The students will only be allowed to work to the same level as their accompanying qualified partner - either as a 'technician' or as a more advanced 'paramedic' - and will not be allowed to drive ambulances, especially in emergency situations.

It means a critically-ill patient may need to be cared for in the back of ambulance by an unqualified student while the qualified paramedic or technician drives to hospital.

While alone in the back of the ambulance, students are only allowed to administer basic, low level interventions - although administering drugs is "at the discretion of the clinician" and they must confirm the dosage.

The ambulance trust says it "will support clinicians" fearing the repercussions of leaving a student in the back of an ambulance with a critically-ill patient as long as the decision "is in the best interests of the patient."

One WMAS staff member said: "We hate it.

"We already feel like we're being sent into the lion's den.

"Now, we're not even with a qualified clinician."

West Midlands Ambulance Service said the move would begin at Bromsgrove, which has the biggest station and has already expanded to fit in extra ambulances, parking and staff facilities.

However, it is likely to be rolled out to the rest of Worcestershire as the crisis grows.

In a letter to staff, the trust said: "We are heading into unprecedented times, with demand expected to be above normal certain measures need to take place.

"Current year 3 students from across the four universities (including Worcester) have been approached and agreed to work as part of frontline crews.

"To accommodate this double qualified crews at Bromsgrove will be split to work with the students.

"They will be employed as Ambulance Care Assistants."
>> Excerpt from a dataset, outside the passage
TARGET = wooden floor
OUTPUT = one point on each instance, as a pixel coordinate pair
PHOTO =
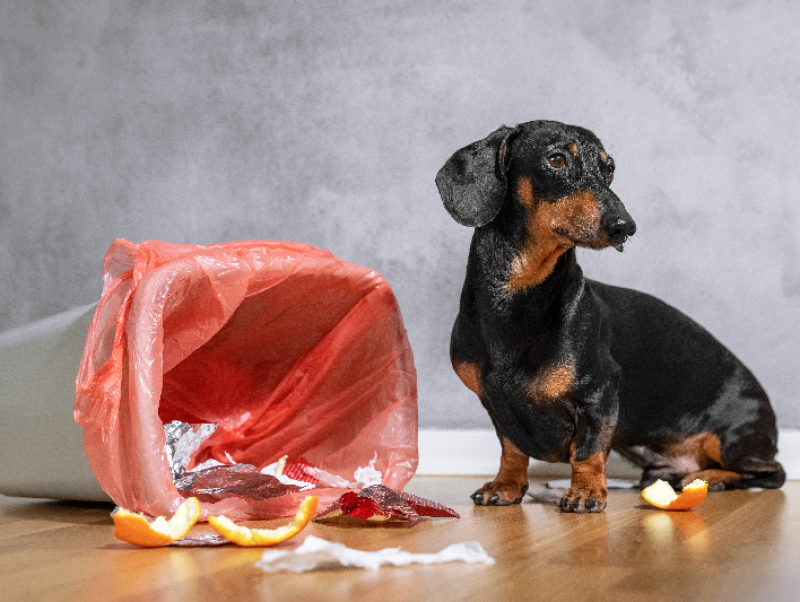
(741, 545)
The letter says, at training school, the students "cover basic life support, manual handling and are assessed on using the Stryker and Ferno Carry Chair, they cover legal aspects of medication administration, and are told what they are expected to do whilst on duty."

In a statement, West Midlands Ambulance Service said: "These are students who are just weeks away from qualifying and have spent thousands of hours on our ambulances, working with our staff, treating patients.  They are very well trained and experienced already.

"All of them will work with fully qualified paramedics and technicians on the road.  As of Monday, this has allowed us to double the number of ambulances operating from our Bromsgrove Hub, where we have gone from 20 crews a day to 40.

"A further 130 Year 2 university graduate paramedics have also been taken on to work as assistants to our vehicle preparation operatives; the staff who play a vital role cleaning and re-stocking our ambulances which allows our clinical staff to spend more time treating patients.  This will double our capacity at a time when this role has never been more important.

"Emergency Services Operations Delivery Director, Nathan Hudson, said: “We are receiving huge support from our university students who are desperate to do their part to help the nation at this time.  Many are already very familiar to our staff and the response we have had from the team at Bromsgrove has been incredible with the students made to feel very welcome.

“These students would have qualified over the next few weeks as HCPC registered paramedics so are a tremendous asset for us and I have no doubt that they will help to save many lives over the coming weeks.  I am incredibly proud of the students and also our staff for doing the right thing to help patients.”

"Our existing staff are also playing their part. With the number of non-emergency appointments significantly reduced, 320 of our patient transport service staff have agreed to undertake additional training so that we can significantly increase our ability to transport GP patient referrals, hospital discharges and low acuity patients where appropriate using strict protocols."